Kaneshiro and Ziyi are both fantastic, Ziyi demonstrates that the talent which brought her to the masses in Crouching Tiger Hidden Dragon, was not a fluke. She is able to act completely convincingly as a blind girl alongside Kaneshiro, and her sense of balance and fighting technique while staring off into the middle distance is amazing. Kaneshiro plays Jin wonderfully as the ladies man who first sets out on this quest because he fancies Xiao Mei, then falling for her, then realising he is in deeper than he had counted on as he has to kill guards from other counties. I felt that Andy Lau as Leo was less convincing early on; but now I think of it this could have been because of  how he was trying to play his character who was actually deeper into the conspiracy than we know at the outset.

The style of the film is absolutely phenomenal! Both the fighting and the cinematography. The fighting is wonderfully stylised, with a lot of other post-production techniques to make it even more dynamic. But the look of the film is simply stunning. The costumes are all very richly coloured; from the opulent dresses in the brothel to the blues of Jin's travelling gear to the greens of the Daggers' robes. But what makes it really stand out are the trees. The trees aren't just there for the sake of it, Zhang Yimou uses them as a canvas for almost the entire film. A lot of it is shot against the greens and browns of bamboo, but not always.

I would like to post loads of shots, it may get a bit gratuitous, but I could look at them all day! The whole film is gorgeous, lush, and beautifully shot; cinematographer Xiaoding Zhao is someone I should watch out for in future.

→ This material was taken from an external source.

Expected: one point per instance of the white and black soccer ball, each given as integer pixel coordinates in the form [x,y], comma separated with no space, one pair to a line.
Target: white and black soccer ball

As I've intimated, there is very little I don't like about this film; great characters, great acting, intriguing plot (seemingly straightforward, but twists and turns towards the end), beautifully designed, shot, and executed. The only niggle I have is the fight between Jin and Leo at the end. Not the fight itself, that's perfectly choreographed,  it's the fact that it seemingly goes on for ages!

**Spoilers!** Initially the two fighters square up in field backdropped with an autumnal forest of typically stunning colour. Then a moment later, there is snow everywhere! Are we to believe two or three months have passed and still the combatants stand there? Not only that, but towards the end Xiao Mei comes around (she was stabbed, seemingly to death), to help solve the battle. Again, are we to think that she was at death's door for two to three months, just for her to recover enough to influence the fight? It just all reminded me of the Long Big Punch Up from the Fast Show:

Also, the snow that is falling relentlessly is only falling in front of the screen, it doesn't seem to land on any of the characters!

As I say, this is only a small niggle, but as it is the finale to the film I felt a bit let down. But overall this is a film not to be missed, I could watch it again and again simply because of its design, the fact that everything else about it is great is a huge bonus.